What Does the Demise of Cursive Mean?

Are you aware that our children aren’t being taught to trim their own goose-quill pens? And don’t get me started on the growing number of urban children who lack adequate access to parchment. Here’s a welcome, balanced response to the decreased role that penmanship plays in today’s schools — and in today’s society.

My clients are often stuck in mindsets or stalled in places they know are holding them back. It’s my job to clear the muck and help them work through their resistance. Follow your gut here. Put your energy there. What’s in the way?

Sometimes I have to turn that eye on myself. So is there something in my way here? I hate the idea of cursive going away. Strongly object to it like you can’t believe.

But that would really only be detrimental if I was refusing to learn how to use all the technology afforded me and suggesting my clients live in the past with me.

via What Does the Demise of Cursive Mean?

8 thoughts on “What Does the Demise of Cursive Mean?

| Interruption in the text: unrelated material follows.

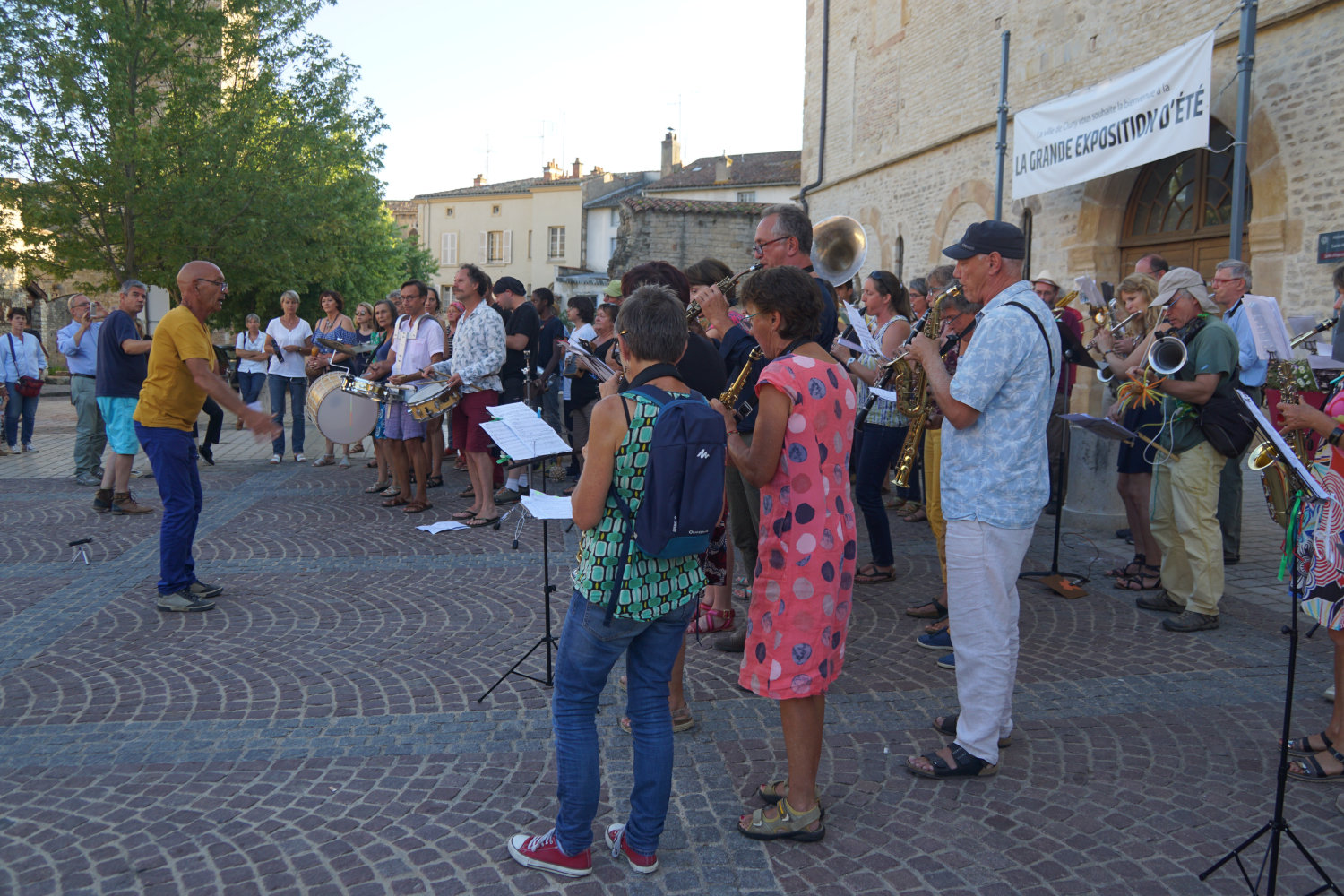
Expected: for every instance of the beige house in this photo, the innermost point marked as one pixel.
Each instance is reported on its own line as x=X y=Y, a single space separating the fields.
x=910 y=134
x=531 y=228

  1. Cursive should be TAUGHT AS AN ELECTIVE ONLY. it is no more essential then Latin, and in my subjective opinion, less interesting. it’s benefits are largely a myth, the most proven ones it has to no greater extent then print, the claim that it is faster is based on an active distortion of facts, there are studies that show that cursive is faster only if legibility is not relevant at all, cursive with its ornate and pompous loops and curls is actually significantly slower to write legibly then print. in the end, the sole “benefit” is making your handwriting look more pompous. also to people who have trouble with long handwriting anyway, it is flat out torture. which is fine as an elective, but is in no sense something anyone should be required to learn, only those specifically interested should bother with it. let cursive survive as an optional elective.